People with lung cancer face significant unmet needs, impacting experiences and outcomes of care, and service costs. A value-based healthcare approach, seeking to optimise outcomes relative to healthcare expenditure, may help tailor service provision and improve efficiency. However, value-based approaches often specify clinical outcomes as target measures not always reflective of patient preferences. A bottom-up approach (where patients specify outcomes) promotes person-centred care, a central component of value-based care. This qualitative study illustrates this approach by exploring components of supportive care valued by people with lung cancer. We aimed to understand participants’ supportive care needs, valued components of care effective in addressing needs, and the impact of service provision.
Participants comprised people with lung cancer attending two public, metropolitan health services. Purposive sampling was employed to include demographically diverse individuals. Qualitative semi-structured interviews were used to explore participant experiences of supportive care need, services received and valued, and outcomes of support received. Qualitative data were analysed thematically using interpretive description.
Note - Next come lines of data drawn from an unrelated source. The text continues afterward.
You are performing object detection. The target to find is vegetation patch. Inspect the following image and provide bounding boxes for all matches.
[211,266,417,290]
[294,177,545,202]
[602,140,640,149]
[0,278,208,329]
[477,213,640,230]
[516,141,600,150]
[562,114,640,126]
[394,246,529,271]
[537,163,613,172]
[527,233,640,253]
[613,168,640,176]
Twenty-three people with lung cancer participated. Demographic and clinical data were analysed descriptively. Qualitative analysis revealed three themes: valued components of supportive care (sub-themes: ongoing opportunity for consultation and person-centred information), benefits of valued supportive care, and consequences of missed supportive care. Importantly, patients described absence of or generic approaches to supportive care as factors that led to disengagement from, loss of trust in, and feelings of not being valued by the healthcare system.
People with lung cancer valued ongoing opportunities for consultation and person-centred information, tailored to their supportive care needs. This study contributes new knowledge, describing what components of supportive care people with lung cancer value, highlighting opportunities to strengthen value-based lung cancer care. A bottom-up approach provides opportunity to establish models of care informed by outcomes that matter to patients.